Uploading models to modelRxiv

This page provides an overview of the process of uploading models, including details about implementing the modelRxiv protocol. Researchers are encouraged to upload their published or unpublished models to modelRxiv to allow a wider audience to access the model, manipulate parameters, and regenerate results. modelRxiv does not require that uploaded models be accepted at a peer-reviewed journal before uploading, but you must be allowed to make the model code publicly available (see our terms of use for more information. To read more about the goals of the platform, see the preprint.

Registration

Before uploading a model, you will need to create an account and log in. This can be done by clicking on the "Login" button on the top right corner of the page, and opening the "Register" tab. Once you have created an account, you can login using your credentials on the Login dialog box.

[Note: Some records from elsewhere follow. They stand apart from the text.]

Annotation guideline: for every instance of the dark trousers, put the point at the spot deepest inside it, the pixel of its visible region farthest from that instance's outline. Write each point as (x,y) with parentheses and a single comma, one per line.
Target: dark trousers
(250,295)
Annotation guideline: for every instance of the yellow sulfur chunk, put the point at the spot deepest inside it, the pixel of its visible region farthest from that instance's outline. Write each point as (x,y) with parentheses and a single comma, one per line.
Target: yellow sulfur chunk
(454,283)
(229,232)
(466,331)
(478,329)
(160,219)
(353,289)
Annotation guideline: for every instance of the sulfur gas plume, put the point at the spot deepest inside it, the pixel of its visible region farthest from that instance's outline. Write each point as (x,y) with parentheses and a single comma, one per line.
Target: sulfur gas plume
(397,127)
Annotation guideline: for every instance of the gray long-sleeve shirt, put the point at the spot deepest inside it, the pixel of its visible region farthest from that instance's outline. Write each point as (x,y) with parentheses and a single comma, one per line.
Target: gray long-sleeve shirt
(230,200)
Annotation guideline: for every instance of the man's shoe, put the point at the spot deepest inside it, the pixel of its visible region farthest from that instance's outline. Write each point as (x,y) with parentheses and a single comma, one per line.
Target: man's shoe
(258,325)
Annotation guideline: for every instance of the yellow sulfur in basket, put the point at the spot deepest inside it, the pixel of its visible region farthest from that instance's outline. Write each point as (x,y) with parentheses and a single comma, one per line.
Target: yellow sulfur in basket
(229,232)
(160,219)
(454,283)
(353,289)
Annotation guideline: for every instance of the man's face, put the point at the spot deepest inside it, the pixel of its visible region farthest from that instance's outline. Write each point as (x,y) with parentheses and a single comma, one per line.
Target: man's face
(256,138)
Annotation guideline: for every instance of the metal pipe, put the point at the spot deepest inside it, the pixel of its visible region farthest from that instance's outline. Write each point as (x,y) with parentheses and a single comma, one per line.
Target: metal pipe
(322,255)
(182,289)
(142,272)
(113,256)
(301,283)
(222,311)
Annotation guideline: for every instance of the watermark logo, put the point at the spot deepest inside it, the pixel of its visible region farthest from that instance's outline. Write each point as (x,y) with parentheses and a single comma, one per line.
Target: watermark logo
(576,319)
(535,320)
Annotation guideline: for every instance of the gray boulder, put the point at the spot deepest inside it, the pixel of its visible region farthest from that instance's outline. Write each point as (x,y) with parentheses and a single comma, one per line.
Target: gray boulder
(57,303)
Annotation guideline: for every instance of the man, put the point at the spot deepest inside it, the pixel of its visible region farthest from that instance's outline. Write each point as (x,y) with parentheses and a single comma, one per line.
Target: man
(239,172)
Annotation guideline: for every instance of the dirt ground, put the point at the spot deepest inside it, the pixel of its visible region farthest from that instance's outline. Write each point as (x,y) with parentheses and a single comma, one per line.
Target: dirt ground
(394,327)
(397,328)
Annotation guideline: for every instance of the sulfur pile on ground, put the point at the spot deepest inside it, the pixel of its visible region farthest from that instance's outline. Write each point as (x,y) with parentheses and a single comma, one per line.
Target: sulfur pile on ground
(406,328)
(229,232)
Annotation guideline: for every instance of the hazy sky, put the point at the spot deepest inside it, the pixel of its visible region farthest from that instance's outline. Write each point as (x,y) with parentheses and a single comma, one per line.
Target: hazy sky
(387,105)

A screenshot of the open register dialog box on modelRxiv

Once logged in, you will see an "Upload" button at the top right corner of the page.

Upload page

The upload page is designed to allow uploaders to paste their model code and gradually adapt it to modelRxiv, either by manually editing the code and testing it, or by using the AI-assisted features for code conversion. The upload process has four main steps:

  • Adding your model code. The model code box must contain the entire code necessary to generate the model results and be compatible with modelRxiv (see below).
  • Describing your model using the modelRxiv scheme format. The scheme includes publication information, the list of parameters that users can manipulate, visualizations of the dynamics, and presets of parameters that allow users to regenerate certain scenarios or figures.
  • An optional step of using the AI-assisted conversion pipeline to make your model compatible with modelRxiv.
  • Testing your model to assure that it works and is compatible with modelRxiv. Once you have successfully tested the model, it can be uploaded.

Model code

When you first open the upload page, you will see a blank text box for your code. You can either provide code that conforms to the modelRxiv protocol, or use the AI-assisted pipeline to convert it (recommended). To see an example of a simple model that is compatible with modelRxiv to use as a template, click the "Load example" button at the bottom right of the text box.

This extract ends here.